Some women are cleaning up the environmental mess beyond the United States' borders as well. One reason for such a global act is the growing recognition that climate change and gender rights are correlated, which has led to several international measures. In 2017, the Gender Action Plan was signed at the annual Conference of the Parties (COP23) as a roadmap to strengthen women's role in climate policy.
According to Johnston, the two areas that are being hit first and worst by the impacts of climate change are the coastal regions of South Asia and Sub-Saharan Africa.
Bangladesh is one of the first countries that will disappear because of the effects of climate change, according to Saber Azam, former United Nations High Commissioner for Refugees representative. Azam has spent time on the ground working with the Rohingya refugees. He cautions others to acknowledge that these people are already stateless because of an ethnic cleansing and, now, are being further displaced by environmental degradation.
Afghanistan, Azam's country of origin, is another country in South Asia that faces environmental catastrophe due to an increasing number of droughts. As riverbeds dry up, women have to travel farther for water. In addition, they face new safety threats along their route, which includes rape, Azam explains.
Azam describes the consequences of an increasing number of droughts for women in Afghanistan.
Azam looks to Africa as the toughest area affected by climate change because of the exponential expansion of the Sahara Desert. During his more than two decades working with the UNHCR, Azam continued to travel back to Africa to plant trees with refugee women in what he refers to as a David-against-Goliath effort.

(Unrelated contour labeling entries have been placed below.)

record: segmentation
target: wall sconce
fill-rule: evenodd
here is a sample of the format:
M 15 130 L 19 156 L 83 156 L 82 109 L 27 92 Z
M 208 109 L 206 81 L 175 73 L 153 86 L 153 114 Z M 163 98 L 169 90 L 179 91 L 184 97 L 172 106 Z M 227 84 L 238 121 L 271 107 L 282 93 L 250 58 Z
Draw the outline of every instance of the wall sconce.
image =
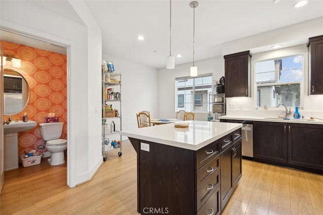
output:
M 2 65 L 6 65 L 6 62 L 7 61 L 11 61 L 12 62 L 12 66 L 14 67 L 21 67 L 21 60 L 19 58 L 15 58 L 10 56 L 3 56 L 2 57 Z

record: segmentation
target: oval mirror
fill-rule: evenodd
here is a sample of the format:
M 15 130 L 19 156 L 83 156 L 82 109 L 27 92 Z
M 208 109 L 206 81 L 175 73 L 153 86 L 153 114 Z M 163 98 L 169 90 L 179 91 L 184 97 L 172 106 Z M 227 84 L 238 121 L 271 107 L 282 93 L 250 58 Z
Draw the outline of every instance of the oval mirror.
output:
M 4 90 L 5 115 L 14 115 L 21 112 L 28 104 L 30 94 L 25 78 L 15 70 L 5 69 Z

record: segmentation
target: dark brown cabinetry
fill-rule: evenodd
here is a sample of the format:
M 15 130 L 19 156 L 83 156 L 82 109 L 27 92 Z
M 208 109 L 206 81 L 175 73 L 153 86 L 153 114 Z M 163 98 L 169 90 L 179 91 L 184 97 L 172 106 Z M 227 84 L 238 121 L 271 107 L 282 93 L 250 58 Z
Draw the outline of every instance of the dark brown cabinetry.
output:
M 236 133 L 241 134 L 241 131 Z M 241 135 L 236 137 L 233 138 L 233 144 L 230 142 L 229 147 L 223 147 L 224 150 L 221 153 L 221 210 L 230 199 L 242 176 L 242 138 Z M 223 144 L 226 140 L 223 141 Z M 227 143 L 224 145 L 227 145 Z
M 323 35 L 308 39 L 308 94 L 323 94 Z
M 170 214 L 220 214 L 241 176 L 241 132 L 197 151 L 129 137 L 137 153 L 138 212 L 153 208 L 158 214 L 166 209 Z M 142 143 L 149 151 L 140 149 Z M 229 190 L 225 201 L 223 190 Z
M 5 76 L 4 78 L 5 92 L 21 92 L 22 79 L 21 78 Z
M 323 174 L 323 125 L 254 122 L 255 160 Z
M 288 163 L 323 173 L 323 125 L 288 124 Z
M 226 97 L 250 96 L 251 56 L 250 51 L 224 56 Z
M 253 122 L 255 159 L 287 163 L 287 123 Z

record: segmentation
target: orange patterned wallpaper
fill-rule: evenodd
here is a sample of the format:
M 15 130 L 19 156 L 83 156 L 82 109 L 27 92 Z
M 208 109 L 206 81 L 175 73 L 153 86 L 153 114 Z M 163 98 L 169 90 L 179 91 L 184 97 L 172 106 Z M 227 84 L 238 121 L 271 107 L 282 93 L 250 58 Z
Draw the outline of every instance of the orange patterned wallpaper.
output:
M 30 88 L 28 105 L 19 114 L 12 115 L 12 120 L 22 120 L 24 113 L 27 112 L 28 120 L 42 123 L 47 113 L 54 113 L 59 121 L 64 123 L 61 138 L 67 139 L 66 56 L 2 40 L 0 45 L 5 55 L 21 59 L 21 68 L 13 67 L 7 61 L 4 69 L 18 72 Z M 8 116 L 5 116 L 4 120 L 7 120 Z M 31 149 L 47 151 L 46 148 L 41 148 L 44 144 L 39 126 L 18 134 L 19 154 Z

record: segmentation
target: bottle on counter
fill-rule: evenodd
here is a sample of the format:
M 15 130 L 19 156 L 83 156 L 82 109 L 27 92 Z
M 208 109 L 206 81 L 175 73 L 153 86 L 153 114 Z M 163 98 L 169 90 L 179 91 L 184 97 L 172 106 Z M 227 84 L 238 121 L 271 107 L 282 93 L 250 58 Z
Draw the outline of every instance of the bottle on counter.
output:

"Women are at the prime line to do tree plantation," Azam says. "When it comes to a refugee situation or a place affected by crisis, men consider this work indecent to their stature and then only a woman has to do it."
Azam references Rwanda as a place where reforesting has seen successful results. Restocking forests helps to cool the warming planet and protects wildlife by restoring natural habitats, thereby mitigating the effects of climate change. While in many communities, men feel above this work, women do their part to affect everyone, regardless of gender.
Azam recalls a time when he set up a refugee camp in Rwanda, a country known for being environmentally-forward.
Kenya is another country where women are providing for the greater community. Gender inequality, specifically in developing nations, creates a vicious cycle of extreme poverty, which is tragically connected to climate change. As a vehicle to combat this phenomenon, members of the BOMA project, an NGO that empowers women in the drylands of East Africa by implementing a poverty graduation program, teach local women the financial and business skills they need to make them economically resilient in their communities.
"Saving our planet, lifting people out of poverty, advancing economic growth...these are one and the same fight. We must connect the dots between climate change, water scarcity, energy shortages, global health, food security and women's empowerment. Solutions to one problem must be solutions for all."
-Ban Ki-Moon, Secretary General of the United Nations (UN) in an address to the 66th General Assembly.
Women are specifically targeted for this program because studies have found that women tend to reinvest up to 90% of their incomes and resources back into their families and their communities, according to Nicole Mills, director of marketing and communications for the BOMA Project.
In the same manner, society is going to have to invest means back into the planet.
"We're going to have to recognize that we're dependent on this biosphere for our survival. And that were part and parcel. We are nature. It's not that we're living in nature, we are nature and we're doing this to ourselves," Griffin says.